Time marches on; waiting on fall color

Published 12:00 am Thursday, October 18, 2018

There’s no place like home … or the old homeplace, right?

Those of us who have been fortunate enough to be raised in such a place can certainly count our blessings.

But nothing stays the same. It’s all part of the evolution of life. Inevitability, the parents grow older, and the children leave the beloved nest. Even though we might want to slow down the clock, there’s no stopping it.

And depending on the family dynamics, the transitions in life can ultimately dictate parting with that treasured part of our past.

Such was the case in last week’s Clemmons Village Council meeting when family members of Harley and Dorothy Boyles were on hand for an item on the agenda involving a zoning map amendment for Arden Group for Magnolia Park to build 25 twin homes on their late parents’ property.

“I’m the owner of the property known as 1730 Lewisville-Clemmons Road,” said Dale Boyles Darnell, one of the daughters, during the public hearing. “However, I call it home. I’m here with most of my family. Clemmons was a rural farm community when Daddy bought this property back in the ’50s. This is where we grew up.”

Of course, much has changed since that time more than a half of a century ago. West Forsyth High School was eventually built directly across the street and now has more than 2,000 students. And Clemmons has become a town and a bustling suburb of Winston-Salem.

The zoning map amendment was ultimately approved in the meeting, so there’s no going back for the Boyles family … or Clemmons, for that matter.

The family considered the twin-homes development from the Arden Group, a reputable local company, to be the best plan to support responsible growth and a beneficial use of the property in a new environment. Even opponents of the project agreed it was probably the best use.
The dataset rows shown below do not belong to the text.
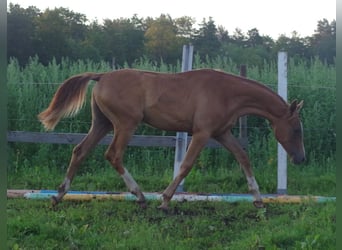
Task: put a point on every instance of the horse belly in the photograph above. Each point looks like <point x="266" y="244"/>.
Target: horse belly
<point x="170" y="121"/>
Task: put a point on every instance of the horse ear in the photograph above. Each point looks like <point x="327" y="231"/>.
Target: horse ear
<point x="300" y="105"/>
<point x="295" y="106"/>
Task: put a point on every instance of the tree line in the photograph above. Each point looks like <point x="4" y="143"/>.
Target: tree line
<point x="61" y="33"/>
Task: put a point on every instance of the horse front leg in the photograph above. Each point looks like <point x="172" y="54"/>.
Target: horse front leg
<point x="234" y="146"/>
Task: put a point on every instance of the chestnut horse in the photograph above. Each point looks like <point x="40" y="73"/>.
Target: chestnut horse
<point x="205" y="103"/>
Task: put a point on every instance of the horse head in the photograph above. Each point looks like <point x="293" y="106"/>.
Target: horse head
<point x="288" y="131"/>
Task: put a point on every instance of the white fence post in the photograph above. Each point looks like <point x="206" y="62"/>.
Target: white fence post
<point x="282" y="91"/>
<point x="182" y="137"/>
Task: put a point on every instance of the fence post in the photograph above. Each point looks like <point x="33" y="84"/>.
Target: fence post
<point x="282" y="91"/>
<point x="182" y="137"/>
<point x="243" y="119"/>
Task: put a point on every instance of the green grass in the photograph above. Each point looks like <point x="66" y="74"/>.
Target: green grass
<point x="32" y="224"/>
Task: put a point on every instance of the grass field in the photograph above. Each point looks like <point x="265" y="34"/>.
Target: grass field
<point x="33" y="224"/>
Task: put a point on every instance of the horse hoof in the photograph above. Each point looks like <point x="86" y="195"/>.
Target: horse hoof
<point x="54" y="201"/>
<point x="142" y="204"/>
<point x="258" y="204"/>
<point x="163" y="208"/>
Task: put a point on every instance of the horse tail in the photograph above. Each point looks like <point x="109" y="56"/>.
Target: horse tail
<point x="68" y="99"/>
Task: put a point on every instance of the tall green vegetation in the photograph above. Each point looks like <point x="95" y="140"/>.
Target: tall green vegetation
<point x="60" y="32"/>
<point x="31" y="88"/>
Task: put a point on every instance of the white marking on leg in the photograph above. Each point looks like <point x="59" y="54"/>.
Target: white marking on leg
<point x="66" y="184"/>
<point x="130" y="182"/>
<point x="252" y="184"/>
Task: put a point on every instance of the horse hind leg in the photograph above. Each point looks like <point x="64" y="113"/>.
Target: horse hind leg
<point x="233" y="145"/>
<point x="114" y="155"/>
<point x="198" y="141"/>
<point x="100" y="127"/>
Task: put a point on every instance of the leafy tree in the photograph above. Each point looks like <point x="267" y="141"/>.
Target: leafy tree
<point x="59" y="32"/>
<point x="206" y="41"/>
<point x="123" y="40"/>
<point x="161" y="39"/>
<point x="20" y="31"/>
<point x="323" y="41"/>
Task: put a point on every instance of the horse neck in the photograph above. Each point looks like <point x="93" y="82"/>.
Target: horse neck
<point x="264" y="102"/>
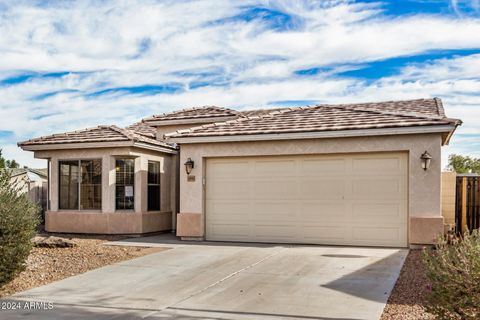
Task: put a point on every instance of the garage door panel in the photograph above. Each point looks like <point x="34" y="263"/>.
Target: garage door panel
<point x="227" y="169"/>
<point x="380" y="233"/>
<point x="376" y="212"/>
<point x="333" y="199"/>
<point x="229" y="209"/>
<point x="276" y="189"/>
<point x="234" y="231"/>
<point x="274" y="231"/>
<point x="325" y="233"/>
<point x="321" y="167"/>
<point x="283" y="211"/>
<point x="317" y="211"/>
<point x="377" y="166"/>
<point x="229" y="189"/>
<point x="274" y="168"/>
<point x="377" y="188"/>
<point x="322" y="189"/>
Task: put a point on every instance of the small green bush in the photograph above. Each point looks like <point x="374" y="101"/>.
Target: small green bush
<point x="454" y="272"/>
<point x="18" y="222"/>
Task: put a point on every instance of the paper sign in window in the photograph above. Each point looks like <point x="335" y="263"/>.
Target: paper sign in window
<point x="128" y="191"/>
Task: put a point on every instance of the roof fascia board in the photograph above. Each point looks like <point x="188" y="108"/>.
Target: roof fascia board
<point x="316" y="135"/>
<point x="154" y="148"/>
<point x="82" y="145"/>
<point x="88" y="145"/>
<point x="160" y="123"/>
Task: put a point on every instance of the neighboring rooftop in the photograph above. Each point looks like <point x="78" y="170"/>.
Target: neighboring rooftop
<point x="206" y="112"/>
<point x="390" y="114"/>
<point x="93" y="135"/>
<point x="228" y="122"/>
<point x="143" y="129"/>
<point x="18" y="171"/>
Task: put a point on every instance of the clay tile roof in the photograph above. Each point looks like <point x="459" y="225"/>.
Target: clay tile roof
<point x="97" y="134"/>
<point x="390" y="114"/>
<point x="194" y="113"/>
<point x="143" y="129"/>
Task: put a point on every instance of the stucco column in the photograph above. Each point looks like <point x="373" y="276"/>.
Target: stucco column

“It’s hard for us too, to sell this as a family,” Darnell said. “It’s hard for things to change. Those of you who say you don’t want things to change in this community, I understand that. It is hard. I wish too that some things would never change. I wish my Daddy was still here. I wish my Mother was still here. I wish I had more time to spend with them.

“But one thing we can be sure of is that Clemmons will no longer be a rural community and that will continue to change.”

If you don’t think so, take a drive down congested Lewisville-Clemmons Road, visit the rapidly developing Village Point area, or drive around and see the many housing developments going up.

Yes, it’s no longer farm land or a sleepy little village. Even when we want to put on the brakes, life goes on

• • •

Fall is here. Finally. I thought it would never come.

It took until the middle of October — after we dealt with a couple of hurricanes and continued with most days featuring above-average temperatures and humidity that made it feel like the continuation of summer — to finally feel like autumn was indeed in the air.

However, it still doesn’t look like it. The orange, red and yellow colors that start to replace the green leaves have been slow to take over. Apparently, the summerlike heat keeps leaves green longer.

A trip we made to the mountains in early October looked about the same, which is even more unusual. This should be the peak time for fall’s foliage show along the Blue Ridge Parkway.

The leaves will eventually change, and fall — usually my favorite season — will transition to winter, which is my least favorite.

So what’s in store for this winter? You can head to Banner Elk this weekend for the Woolly Worm Festival to find out. If the woolly bear caterpillar has more brown bands, the milder the coming winter will be, while if there are more black bands, look for a more severe winter.

They actually have a race to determine this, since the prediction can apparently vary among the worms. So the winning worm provides the High Country’s official forecast.

As for the fall colors… They’re coming. Finally.